I don’t remember well what I said, but I think I wanted to talk about my aim in my work, which is the experience to re-recognise the attraction of this world and to be bewildered.
The exhibition Ring Me Twice is an example. After the audiences see the apple in the exhibition, they find other apples in the supermarket, for example, in their ordinary life. I set a little bomb in their pocket at the exhibition then when they go back to the reality, the bomb would be exploded if they would think “was the apple really like this?” and it goes on like a domino to the cucumber, human being, sky, world… that was my anticipation for the title.
Beyond seeing a frozen moment or the usual still life, I seem to see references to surrealism and the weight of time.
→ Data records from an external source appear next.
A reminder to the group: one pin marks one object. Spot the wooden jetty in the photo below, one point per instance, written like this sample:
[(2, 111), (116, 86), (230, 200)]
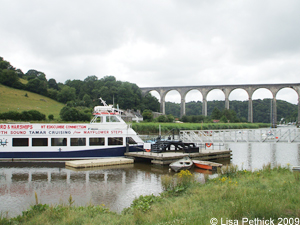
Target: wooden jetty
[(165, 158), (98, 162)]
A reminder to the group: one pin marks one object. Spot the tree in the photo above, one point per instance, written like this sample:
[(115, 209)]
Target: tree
[(52, 84), (147, 115), (66, 94), (9, 78), (37, 86), (87, 100)]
What were your inspirations?
I’ve been asked about the relation to surrealism artists like Salvador Dalí. Why do I make melted apples? To be honest, I didn’t quite understand why I was interested in creating apples that looked just like real ones. But since I started to make a black and white series, I became aware of this strongly.
The melted apple does not exist in this world. The melting figure is the statement of the unreal. However, to show it as real, it should be instilled with appleness”several times more than the natural one. The black and white one, too. The most distinctive feature of the apple is the red fruit. If it’s not red, usually it doesn’t look like an apple. Here I use the technique as I mentioned earlier, like jamming down the accelerator and the brakes at the same time which is one of the racing techniques use to turn through a corner quickly. In this case, I use the accelerator and brakes of the recognition, and the vibration from that mixes real and unreal.
As a result, I feel the wobbling certainty of this world is a great entertainment. As I experienced this in the supermarket, it triggered my creation. In a roundabout way, but this is the reason I melt my apples.
To change the subject. You have been exhibiting your work since 1999, which has allowed you to work with a variety of materials and supports. Which have you felt most comfortable with, and which have been the most difficult?
Every creation is comfortable and difficult. One thing I can say is the exhibition made familiarly and comfortably would not always provide a comfortable appreciation experience. I didn’t learn about performance in my education, but I started it in the middle of my career as I thought it was necessary. I didn’t know things and groped in the dark sometimes, but I believe this was also the advantage for contemporary art.
What other projects are you working on?
Besides the sculpture work, I am preparing an installation for my exhibition in Japan, collaborating with a brand in Barcelona, on video installation at the site of a disaster [from a Tsunami in 2011] in Japan, and the two solo exhibitions which contain the things I talked about earlier. I also plan to make a picture book.